Whatever investigation you conduct,
whatever charges you bring,
the heart remains the same, the wounds
are the same wounds.
Now you tell us what can be done.
You tell us how to heal our wounds.


If you look at the city from here p.67

		Yahaan sey sheher ko dekho (from prison)

If you look at the city from here
you see it laid out in concentric circles
each circle surrounded by a wall
		exactly like a prison
Each street is a dog-run for prisoners
No milestones, no destinations, no way out.

If anyone moves too quickly you wonder
why he hasn't been stopped by a shout.
If someone raises his arm
you expect to hear the jangling of chains.
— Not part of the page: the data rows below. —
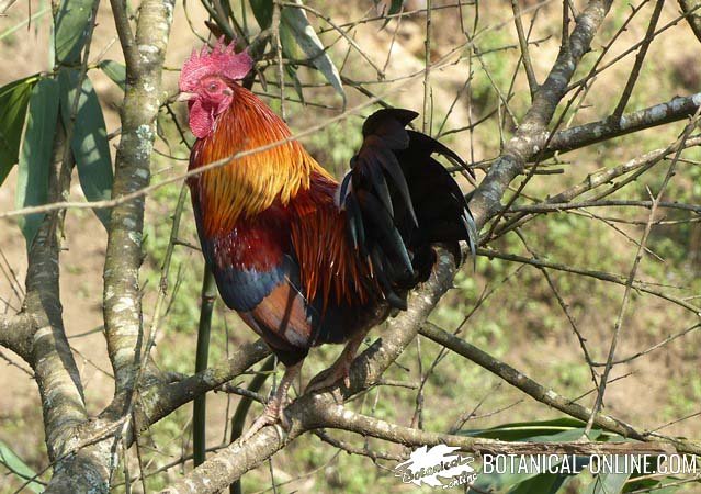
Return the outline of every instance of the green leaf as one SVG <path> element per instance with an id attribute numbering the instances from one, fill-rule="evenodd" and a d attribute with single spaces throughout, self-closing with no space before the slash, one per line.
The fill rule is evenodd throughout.
<path id="1" fill-rule="evenodd" d="M 543 436 L 552 436 L 564 431 L 575 430 L 575 435 L 581 435 L 586 424 L 576 418 L 563 417 L 552 420 L 538 422 L 515 422 L 511 424 L 502 424 L 489 429 L 466 429 L 457 434 L 471 437 L 485 437 L 489 439 L 500 439 L 502 441 L 522 441 L 522 440 L 545 440 Z M 592 430 L 600 434 L 598 429 Z M 574 437 L 577 439 L 577 437 Z M 563 439 L 565 440 L 565 439 Z"/>
<path id="2" fill-rule="evenodd" d="M 585 494 L 618 494 L 625 486 L 630 473 L 600 473 L 587 486 Z"/>
<path id="3" fill-rule="evenodd" d="M 98 0 L 63 0 L 54 18 L 57 64 L 79 64 L 86 44 L 92 5 Z"/>
<path id="4" fill-rule="evenodd" d="M 15 452 L 12 451 L 12 449 L 10 449 L 10 447 L 3 441 L 0 441 L 0 462 L 4 463 L 7 468 L 23 483 L 36 475 L 36 472 L 27 467 L 27 464 L 22 461 L 22 459 L 18 457 Z M 44 492 L 44 486 L 38 482 L 30 482 L 26 484 L 26 489 L 36 493 Z"/>
<path id="5" fill-rule="evenodd" d="M 258 22 L 261 31 L 267 30 L 272 24 L 272 11 L 273 11 L 273 2 L 272 0 L 250 0 L 251 10 L 253 11 L 253 16 Z"/>
<path id="6" fill-rule="evenodd" d="M 296 0 L 295 3 L 302 4 L 299 0 Z M 312 61 L 314 67 L 316 67 L 316 69 L 326 77 L 326 80 L 331 83 L 333 89 L 343 97 L 344 102 L 346 93 L 343 92 L 341 76 L 338 74 L 338 69 L 331 61 L 331 58 L 324 50 L 324 45 L 316 35 L 312 24 L 309 24 L 306 12 L 294 7 L 285 7 L 282 9 L 281 23 L 290 29 L 296 44 L 299 45 L 306 56 L 309 57 L 309 61 Z M 280 40 L 284 46 L 285 40 L 282 36 L 282 32 Z"/>
<path id="7" fill-rule="evenodd" d="M 126 67 L 114 60 L 103 60 L 99 66 L 105 76 L 112 79 L 112 82 L 126 91 Z"/>
<path id="8" fill-rule="evenodd" d="M 14 198 L 16 207 L 46 204 L 57 121 L 58 82 L 54 79 L 42 79 L 32 90 L 30 99 L 26 132 L 18 166 L 18 189 Z M 27 250 L 43 220 L 43 213 L 20 216 L 18 223 L 26 240 Z"/>
<path id="9" fill-rule="evenodd" d="M 16 207 L 46 204 L 54 133 L 58 121 L 58 82 L 39 80 L 32 90 L 26 132 L 18 166 Z M 43 213 L 20 216 L 27 250 L 44 220 Z"/>
<path id="10" fill-rule="evenodd" d="M 60 82 L 60 114 L 66 128 L 69 127 L 74 101 L 77 94 L 79 74 L 77 70 L 63 69 L 58 74 Z M 78 166 L 78 178 L 82 193 L 88 201 L 102 201 L 112 197 L 112 159 L 108 131 L 98 94 L 86 77 L 80 91 L 78 112 L 74 122 L 74 135 L 70 147 Z M 110 222 L 109 210 L 94 210 L 106 227 Z"/>
<path id="11" fill-rule="evenodd" d="M 509 494 L 555 494 L 568 479 L 568 475 L 559 473 L 541 473 L 532 479 L 519 482 L 509 490 Z"/>
<path id="12" fill-rule="evenodd" d="M 18 162 L 26 105 L 36 80 L 30 76 L 0 88 L 0 186 Z"/>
If you look at the city from here
there is no one with dignity,
no one fully in control of his senses
Every young man bears the brand of a criminal,
every young woman the emblem of a slave.

You cannot tell whether yoou see
		a group of revelers or mourners
in the shadows dancing around the distant lamps,
and from here you cannot tell
whether the color streaming down the walls
is that of blood or roses.

---
contrast Agha Shahid Ali:

	There are flames dancing in the farthest corners,
	throwing their shadows on a group of mourners.
	Or are they lighting up a feast of poetry and wine?
	From here you cannot tell, as you cannot tell
	whether the colour clinging to those distant doors and walls
	is that of roses or of blood.

I feel that in this instance, the directness and simplicity of Lazard wins
over Agha.


The hour of faithlessness p.71


In a little while the moon will be torn to shreds
				on every rooftop.
the mirror stricken with longing for that lost reflection.
The stars will rain down from the moist eye of heaven,
				star by star,
on streets littered with the usual rubbish.

In bedrooms exhausted by desire
someone will roll and unroll his loneliness.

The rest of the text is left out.